Iranians were not happy. There was widespread corruption in the Shah's government, just as there is today. People generally mistrusted their leadership, they felt they were puppets being controlled by puppet masters and were losing patience with this arrangement. They felt like there was a death grip upon them.
Originally, the resistance was fueled more by nationalism and populism than for religious reasons. The Islamic part of the revolt was more the result of some slick opportunism on the part of Ayatollah Khomeini and his reactionary supporters. The Shah was seen as another extravagant monarch, who had sat upon a throne created for him by the "evil satanic forces" of the United States. There was a certain element of socialistic idealism being injected into the movement.
At the time, it took a lot of work to understand why Jimmy Carter was oblivious to the concerns of the Iranians. The near simultaneous scenarios that unfolded during his watch were not handled in a consistent manner.
Human rights was not an issue in Iran, as it was in Nicaragua. The U.S. needed Iran as an ally because it shared a border with the USSR, Nicaragua did not. Therefore, Carter overlooked the Shah's misdeeds committed in the reinforcement of his reign and Iranians resented it. At the same moment in time, the similar unrest was brewing (for similar reasons) in Somoza's regime and Carter actually catalyzed the revolution with his call for human rights.
Calling for greater freedoms in Nicaragua and at the same time supporting the Shah was not a particularly smart thing to do. The Iranians were not fools, they picked up on this quickly. They saw what was what, no one had to explain it to them.
So here we are today, in 2009. We have a similar spark igniting in modern-day Persia and the current President is sending similar mixed signals. Obama has postured himself to look weak, painted himself into a corner, and I think is making some major miscalculations in the process.
Because he has called for engagement of Iran and it's leaders without condition, he cannot take sides with the opposition, right now. The risk of this is minimal, unless this evolves into a situation where regime change does take place. At this point, the new regime would already feel alienated by the US. In a lot of ways, this isn't much different than 1979.
Obama's response to North Korea has been insufficient. They know it, and are pushing the envelope further. His affinity for Arab potentates has been overzealous. They know it, and are playing it for all they can. Now, we have this situation in Iran which on the verge of exploding, and where is Obama? On the fence, because he put himself there. Lack of firm responses will yield the same results every time and will encourage more foreign policy challenges.

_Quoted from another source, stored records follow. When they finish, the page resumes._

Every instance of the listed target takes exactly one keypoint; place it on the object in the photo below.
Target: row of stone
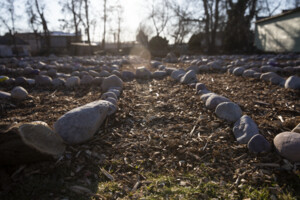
(74, 127)
(293, 82)
(245, 129)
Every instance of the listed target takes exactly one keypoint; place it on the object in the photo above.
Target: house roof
(284, 13)
(8, 40)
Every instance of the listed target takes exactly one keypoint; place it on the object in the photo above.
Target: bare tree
(104, 23)
(38, 17)
(87, 21)
(73, 7)
(9, 9)
(159, 15)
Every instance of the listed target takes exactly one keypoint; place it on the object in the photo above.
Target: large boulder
(143, 73)
(259, 144)
(228, 111)
(19, 93)
(189, 77)
(127, 76)
(288, 145)
(110, 82)
(73, 81)
(244, 129)
(43, 80)
(293, 82)
(214, 100)
(80, 124)
(4, 95)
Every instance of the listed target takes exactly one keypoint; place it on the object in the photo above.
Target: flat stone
(4, 95)
(80, 124)
(195, 68)
(127, 76)
(273, 78)
(109, 94)
(43, 80)
(58, 82)
(259, 144)
(238, 71)
(104, 73)
(287, 145)
(19, 93)
(205, 96)
(244, 129)
(200, 86)
(293, 82)
(143, 73)
(214, 100)
(110, 82)
(159, 74)
(229, 111)
(177, 74)
(93, 73)
(189, 77)
(86, 80)
(72, 81)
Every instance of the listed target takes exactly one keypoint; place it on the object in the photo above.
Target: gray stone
(205, 96)
(109, 94)
(228, 111)
(244, 129)
(117, 73)
(19, 93)
(214, 100)
(293, 82)
(80, 124)
(189, 77)
(159, 74)
(169, 70)
(43, 80)
(104, 73)
(86, 80)
(4, 95)
(127, 76)
(143, 73)
(75, 73)
(58, 82)
(238, 71)
(110, 82)
(112, 100)
(30, 81)
(20, 80)
(200, 86)
(248, 73)
(72, 81)
(52, 72)
(114, 90)
(177, 74)
(97, 81)
(273, 78)
(203, 68)
(194, 68)
(288, 145)
(259, 144)
(93, 73)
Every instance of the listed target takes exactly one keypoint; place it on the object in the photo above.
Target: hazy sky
(135, 11)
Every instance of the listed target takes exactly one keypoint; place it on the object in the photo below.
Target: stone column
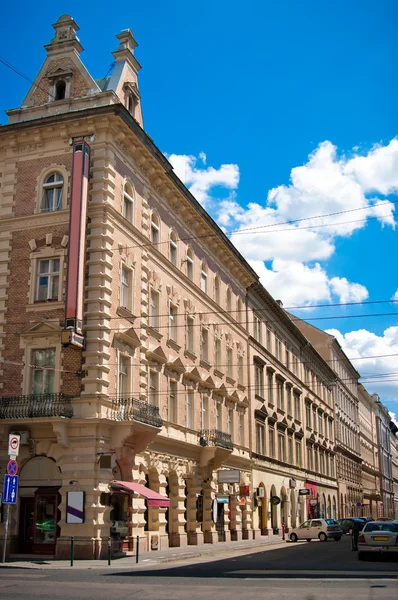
(209, 487)
(177, 534)
(194, 529)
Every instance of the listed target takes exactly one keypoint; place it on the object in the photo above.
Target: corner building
(124, 347)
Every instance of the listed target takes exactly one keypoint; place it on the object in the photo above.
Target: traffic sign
(10, 489)
(13, 444)
(12, 467)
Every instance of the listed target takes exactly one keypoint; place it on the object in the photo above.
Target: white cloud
(200, 181)
(378, 374)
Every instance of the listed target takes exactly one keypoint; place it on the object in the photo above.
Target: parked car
(378, 537)
(317, 529)
(347, 524)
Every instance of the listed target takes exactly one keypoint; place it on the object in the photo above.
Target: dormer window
(60, 90)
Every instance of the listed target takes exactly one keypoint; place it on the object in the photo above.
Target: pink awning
(152, 498)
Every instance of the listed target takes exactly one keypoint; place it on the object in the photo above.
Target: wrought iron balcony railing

Yes folks, this is the beginning of Jimmy Carter II (The Sequel). And you can see it all play out live, on a newscast screen near you. The summer of discontent is here, even the Iranians are having a tea party.
For all of you who are too young to remember the Carter years with his miserable leadership, you can now see it with your own eyes. Maybe those of you who thought we were just a bunch of "out of tune with reality" old people when we told you all of this, now you will learn history the hard way. But not to worry, think of the lessons you can now teach your kids someday, when they are wanting to elect an "out of touch" arrogant greenhorn.